Gericht OLG Brandenburg 7. Zivilsenat Entscheidungsdatum 04.10.2022
Aktenzeichen 7 W 106/21 ECLI ECLI:DE:OLGBB:2022:1004.7W106.21.00
Dokumententyp Beschluss Verfahrensgang -
Normen

Tenor

1. Auf die Beschwerde der Standesamtsaufsicht wird der Beschluss des Amtsgerichts Frankfurt (Oder) vom 28.07.2021, Az. 7 UR III 15/19, dahin ergänzt, dass das Standesamt Eberswalde angewiesen wird, im Wege Folgebeurkundung auch den Familiennamen der Beteiligten zu 2. dahin zu berichtigen, dass er „…El…“ lautet. Im Übrigen wird die Beschwerde zurückgewiesen.

2. Die Beschwerdeführerin trägt die Kosten des Beschwerdeverfahrens.

3. Der Geschäftswert für das Beschwerdeverfahren wird auf 5.000 € festgesetzt.

Gründe

I.

Die Antragstellerinnen begehren mit ihrem beim Amtsgericht gestellten Antrag die Berichtigung des Eintrages der Beteiligten zu 1. im Geburtenregister dahin, dass der Zusatz bei dem Familiennamen der Mutter „Identität nicht nachgewiesen“ und beim Kind „Namensführung nicht nachgewiesen“ entfällt, dass als Vater A…J…M… eingetragen und der Familienname der Beteiligten zu 1. in M… geändert wird.

Zur Begründung ihres Antrages beziehen sie sich auf die Geburtsurkunde der Beteiligten zu 2. und einen während des erstinstanzlichen Verfahrens am 11.11.2020 ausgestellten Pass der Republik Kamerun sowie die Urkunde über die Anerkennung der Vaterschaft vor der Geburt durch den Beteiligten zu 3.. Ferner hat die Beteiligte zu 2. auf Anforderung des Amtsgerichts die Geburtsurkunde ihrer älteren Tochter, die ebenfalls in Kamerun geboren wurde, vorgelegt.

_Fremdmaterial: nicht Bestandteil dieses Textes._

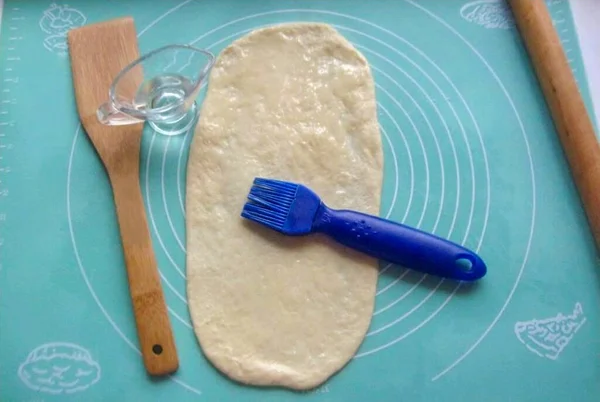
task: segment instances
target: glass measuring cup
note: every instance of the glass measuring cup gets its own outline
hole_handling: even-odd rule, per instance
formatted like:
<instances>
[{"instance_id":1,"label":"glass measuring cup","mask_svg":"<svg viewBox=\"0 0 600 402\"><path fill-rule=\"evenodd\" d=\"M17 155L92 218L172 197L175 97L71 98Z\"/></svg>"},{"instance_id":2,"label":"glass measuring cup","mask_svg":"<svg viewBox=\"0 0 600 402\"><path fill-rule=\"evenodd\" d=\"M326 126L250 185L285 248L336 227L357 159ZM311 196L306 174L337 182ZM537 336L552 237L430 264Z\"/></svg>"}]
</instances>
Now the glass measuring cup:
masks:
<instances>
[{"instance_id":1,"label":"glass measuring cup","mask_svg":"<svg viewBox=\"0 0 600 402\"><path fill-rule=\"evenodd\" d=\"M116 76L98 120L112 126L148 121L164 135L185 133L196 121L196 98L214 62L212 53L188 45L147 53Z\"/></svg>"}]
</instances>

Der Beteiligte zu 5. ist dem Antrag entgegengetreten und hat ausgeführt, dass die vorgelegten Urkunden nicht ausreichend seien, um die Identität der Mutter nachzuweisen und zu belegen, dass sie nicht verheiratet sei. Der Staat Kamerun sei ein sogenannter „Problemstaat“, der hohe Fälschungsraten aufweise. Ferner würden Personenstandsurkunden dort häufig nur nach den Angaben der Beteiligten erstellt und hätten daher einen geringeren Beweiswert. Anlass zu Zweifeln an der Echtheit und der inhaltlichen Richtigkeit der vorgelegten Geburtsurkunde bestünden, weil die Beteiligte zu 2. im Asylverfahren unterschiedliche Angaben zum Datum der Geburt ihrer älteren Tochter und dem Datum des Verlassens ihres Heimatlandes gemacht habe. Da der Vater bei der Geburt der älteren Tochter nicht angegeben worden sei, müsse auch besonders geprüft werden, ob die Mutter ledig sei, da anderenfalls die Anerkennung der Vaterschaft durch den Beteiligten zu 3. keine Wirkung erlange.

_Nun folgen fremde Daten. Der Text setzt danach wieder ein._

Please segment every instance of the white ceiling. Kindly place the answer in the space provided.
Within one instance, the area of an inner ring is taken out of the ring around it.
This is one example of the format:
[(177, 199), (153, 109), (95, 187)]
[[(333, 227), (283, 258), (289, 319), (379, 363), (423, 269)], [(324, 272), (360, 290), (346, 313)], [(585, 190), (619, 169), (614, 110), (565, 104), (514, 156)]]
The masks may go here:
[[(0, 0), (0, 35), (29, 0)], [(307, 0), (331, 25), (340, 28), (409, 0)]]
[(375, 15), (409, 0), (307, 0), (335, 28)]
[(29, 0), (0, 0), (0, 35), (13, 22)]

Das Amtsgericht hat durch Beschluss vom 28.07.2021 angeordnet, dass die beantragten Streichungen der Zusätze „Namensführung nicht nachgewiesen“ sowie „Identität nicht nachgewiesen“ vorgenommen werden und dass der Beteiligte zu 3. in das Geburtenregister als Vater der Beteiligten zu 1. eingetragen werde. Es hat die Zweifel des Beteiligten zu 5. an der Echtheit und der inhaltlichen Richtigkeit der Urkunde nicht geteilt.

Gegen den am 06.09.2021 zugestellten Beschluss wendet sich der Beteiligte zu 5. als Beschwerdeführer mit seiner am 13.09.2021 eingelegten Beschwerde. Zur Begründung führt er aus, es bestünden Zweifel an der Identität der Beteiligten zu 2., da die hierzu vorhandenen Informationen ausschließlich auf ihren eigenen Angaben beruhten. Sie habe im Asylverfahren ihren Namen mit Ed…Nn…El…, geboren am …1989 in J… angegeben. Die Ausländerbehörde und das BAMF hätten außerdem die Namen Ed…El… oder Ew…El… als Aliasnamen gespeichert. Sie sei in Griechenland und Ungarn erkennungsdienstlich behandelt worden. Das Amtsgericht habe übersehen, dass bei einer Streichung des Zusatzes „Identität nicht nachgewiesen“ ein Widerspruch zwischen der im Geburtenregister eingetragenen Namensführung Ed…Nn…El… und der im Reisepass sowie der Geburtsurkunde aufgenommenen Namensführung Ed…N…El… bestehen bleibe, die nicht zulässig sei.

Ferner müsse die Geburtsurkunde der älteren Tochter der Antragstellerin überprüft werden hinsichtlich des Geburtsdatums und des Geburtsortes.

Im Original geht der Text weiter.